Bu noktada toplumumuza gözlerimizi çevirdiğimizde, sözde İslami iddialar taşıyan, sözde İslami mücadele yürüten nice Arafat'ların bulunduğunu görürüz. Nedir bunları bu hale iten şey? En temelde Kur'ani bir mücadele bilinci ve eylemliliği içinde olmamalarıdır; her rüzgârda savrulmayı alışkanlık haline getirmeleridir. Sahip oldukları imkanları koruma uğruna zalimler cephesinden bir dayatmayla, baskıyla karşılaşıldığında kimliğinden, çizgisinden tavizler verebilmeye yatkın olmalarıdır.

Halbuki tarih müslümanların, imanlarına ve ilkelerine sarıldıklarında nice zalim ve şedid güçleri sarstıkları, telaşa, paniğe sevk ettiklerinin sayısız örnekleri ile doludur.

Nitekim Güney Lübnan'da Siyonistlere kan kusturan İslami Direniş bunun somut bir örneğidir. Yine işgal altındaki Filistin topraklarında İslami Direnişin ortaya koyduğu mücadele çizgisi ve kararlılık bunun bir örneğidir. Ümnıet'in ortak kazanımı sayılması gereken bu tecrübeler, bir kere daha şu gerçeği ortaya koymuştur: Müslümanlar imanlarının gereğini yaptıkları ve iddialarına sahip çıktıkları takdirde, zalimler geri adım atmaya mecbur olacaklardır.

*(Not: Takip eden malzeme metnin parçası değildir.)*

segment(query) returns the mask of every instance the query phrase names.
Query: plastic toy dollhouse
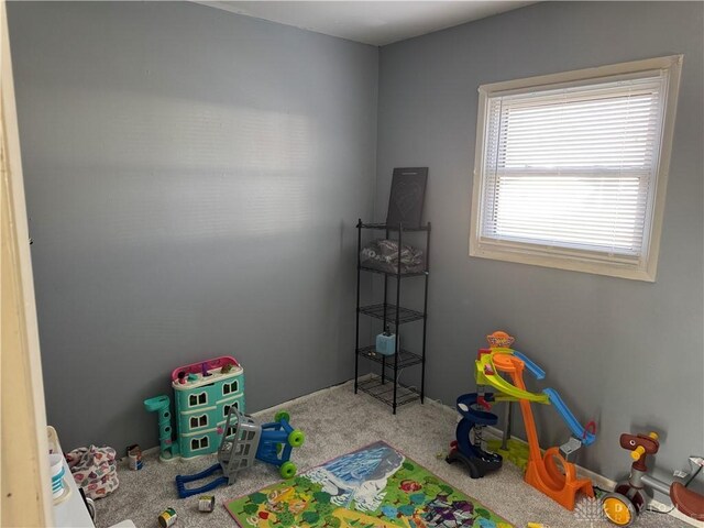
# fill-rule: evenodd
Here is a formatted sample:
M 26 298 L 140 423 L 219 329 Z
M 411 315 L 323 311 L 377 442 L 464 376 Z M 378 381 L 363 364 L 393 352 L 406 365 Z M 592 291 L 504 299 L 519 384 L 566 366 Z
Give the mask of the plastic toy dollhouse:
M 244 413 L 242 366 L 229 355 L 179 366 L 172 372 L 172 388 L 175 439 L 170 398 L 162 395 L 144 400 L 147 411 L 158 413 L 161 459 L 190 459 L 217 452 L 230 407 Z

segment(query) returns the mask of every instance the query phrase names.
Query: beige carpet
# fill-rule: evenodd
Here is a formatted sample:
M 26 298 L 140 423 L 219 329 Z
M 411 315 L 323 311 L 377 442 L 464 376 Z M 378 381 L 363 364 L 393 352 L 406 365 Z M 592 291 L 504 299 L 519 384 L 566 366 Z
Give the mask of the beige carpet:
M 505 463 L 501 471 L 484 479 L 472 480 L 462 466 L 444 462 L 441 453 L 447 451 L 453 439 L 458 419 L 457 413 L 448 407 L 432 402 L 426 405 L 414 403 L 400 407 L 393 416 L 389 407 L 371 396 L 354 395 L 352 384 L 346 383 L 299 398 L 285 408 L 290 413 L 292 425 L 306 433 L 305 446 L 294 450 L 292 457 L 299 470 L 384 440 L 517 527 L 524 528 L 532 521 L 549 528 L 613 528 L 607 521 L 582 520 L 563 509 L 525 484 L 520 470 L 510 463 Z M 257 416 L 270 420 L 274 413 L 270 409 Z M 197 473 L 215 462 L 216 457 L 210 455 L 188 462 L 163 463 L 157 454 L 150 454 L 145 457 L 141 471 L 129 471 L 123 463 L 119 470 L 120 487 L 96 503 L 98 528 L 107 528 L 128 518 L 140 528 L 158 527 L 156 518 L 167 507 L 173 507 L 178 514 L 175 528 L 234 528 L 237 525 L 222 503 L 279 480 L 275 468 L 257 463 L 242 472 L 235 484 L 211 492 L 217 501 L 216 510 L 202 514 L 198 512 L 197 496 L 178 498 L 174 477 L 179 473 Z M 669 515 L 654 513 L 644 514 L 636 524 L 640 528 L 688 526 Z

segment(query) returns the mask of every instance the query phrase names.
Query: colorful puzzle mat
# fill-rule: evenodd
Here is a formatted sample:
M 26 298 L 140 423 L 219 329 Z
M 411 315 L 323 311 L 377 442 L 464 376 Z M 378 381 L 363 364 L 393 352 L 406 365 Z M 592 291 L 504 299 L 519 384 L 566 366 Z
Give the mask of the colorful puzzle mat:
M 226 504 L 243 528 L 512 528 L 385 442 Z

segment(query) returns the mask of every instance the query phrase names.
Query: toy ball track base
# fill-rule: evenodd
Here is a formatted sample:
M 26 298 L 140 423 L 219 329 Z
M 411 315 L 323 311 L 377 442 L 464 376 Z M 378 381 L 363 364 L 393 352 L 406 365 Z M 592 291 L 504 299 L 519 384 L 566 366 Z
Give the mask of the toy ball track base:
M 503 459 L 501 454 L 484 453 L 484 457 L 465 457 L 457 449 L 450 451 L 444 459 L 449 464 L 455 461 L 462 462 L 472 479 L 482 479 L 485 474 L 496 471 L 502 466 Z

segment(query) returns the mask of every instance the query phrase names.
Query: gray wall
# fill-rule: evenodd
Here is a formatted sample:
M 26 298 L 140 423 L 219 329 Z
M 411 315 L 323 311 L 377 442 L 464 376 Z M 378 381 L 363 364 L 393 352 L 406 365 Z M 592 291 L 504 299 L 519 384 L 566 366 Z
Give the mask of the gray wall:
M 618 436 L 629 429 L 664 433 L 667 471 L 704 450 L 703 24 L 701 2 L 546 2 L 381 53 L 377 220 L 393 167 L 430 167 L 429 395 L 453 405 L 471 392 L 476 349 L 504 329 L 548 371 L 534 388 L 557 388 L 598 422 L 579 462 L 610 477 L 627 471 Z M 468 256 L 480 85 L 675 53 L 685 59 L 656 284 Z M 537 421 L 543 446 L 566 440 L 552 409 Z
M 48 422 L 155 446 L 222 354 L 256 410 L 353 372 L 378 51 L 193 3 L 9 3 Z

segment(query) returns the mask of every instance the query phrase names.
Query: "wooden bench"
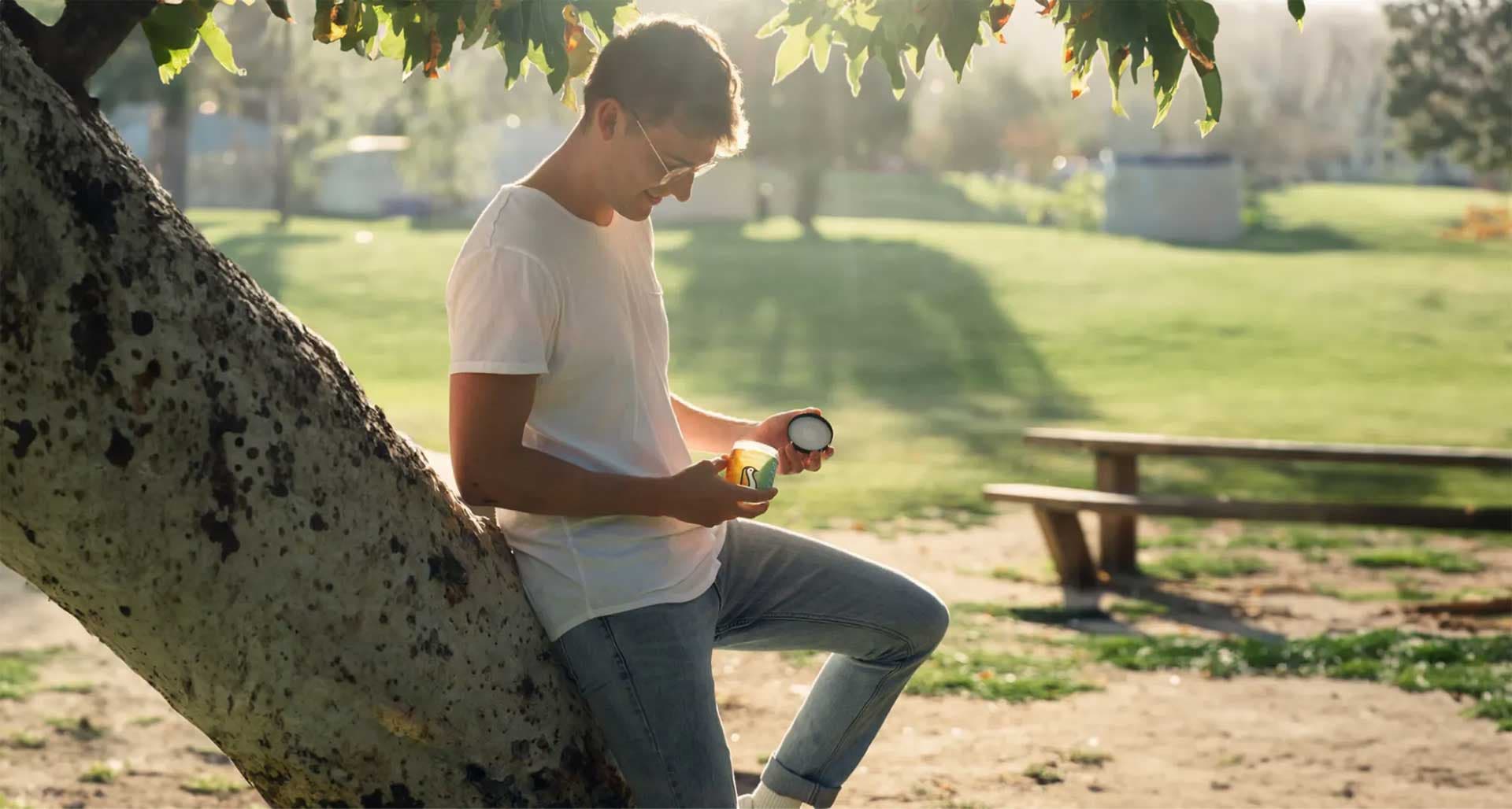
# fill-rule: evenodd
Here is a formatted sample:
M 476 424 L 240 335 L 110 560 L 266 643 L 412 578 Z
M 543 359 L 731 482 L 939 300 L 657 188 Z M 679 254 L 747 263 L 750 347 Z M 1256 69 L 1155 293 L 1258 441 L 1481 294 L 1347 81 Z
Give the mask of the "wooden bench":
M 1096 587 L 1099 569 L 1108 578 L 1139 573 L 1136 525 L 1140 514 L 1512 531 L 1512 507 L 1259 502 L 1139 493 L 1140 455 L 1461 466 L 1512 472 L 1512 451 L 1506 449 L 1188 439 L 1058 428 L 1025 429 L 1024 442 L 1031 446 L 1087 449 L 1096 463 L 1096 490 L 1034 484 L 983 487 L 983 496 L 989 501 L 1022 502 L 1034 508 L 1034 517 L 1045 534 L 1045 544 L 1067 590 Z M 1087 541 L 1077 516 L 1080 511 L 1093 511 L 1101 520 L 1096 566 L 1087 552 Z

Nitekim ülkemizde de aynı gerçek yaşanmakta değil midir? Son yıllarda düzenin artan baskıları ve dayatmaları karşısında, taşıdıkları İslamilik sıfatını haketmeyen koca koca cemaatler, çevreler, hareketler zalimler karşısında eğilmekten neredeyse kötürüm oldular, felç oldular; bir daha bellerini doğrultamayacak hale geldiler. Ama öte yandan sayıları çok fazla olmayan, büyük büyük tabelalara, binalara, unvanlara sahip bulunmayan, fakat Kur'anî ilkeleri ve bu ilkeleri koruma kararlılıkları bulunan bir avuç başörtüsü direnişçisi bacımız ise zalimlere karşı her şartta direnmeyi sürdürüyor. İşte bir müddettir Bursa'da yaşananlar bu gerçeğin bir teyididir. Bursa'da çoğu çocuk yaştaki başörtülü kardeşimiz bir kez daha, zulme karşı var olmanın, İslami kimliğimizi korumanın tek yolunun direniş olduğunu haykırmaktadırlar.

Bu direniş mesajının dalga dalga tüm İslam coğrafyasından Kudüs'e; Kudüs'ten tüm İslam coğrafyasına yayılmasını Rabbimizden niyaz edelim. Tıpkı Şehid Şikaki'nin dediği gibi:

"Filistin etrafında birliktelik sağlamak tarihin Kur'an'la buluşması ve Mescid-i Aksa'ya doğru siyasi bir coğrafyanın yeniden oluşturulmasıdır."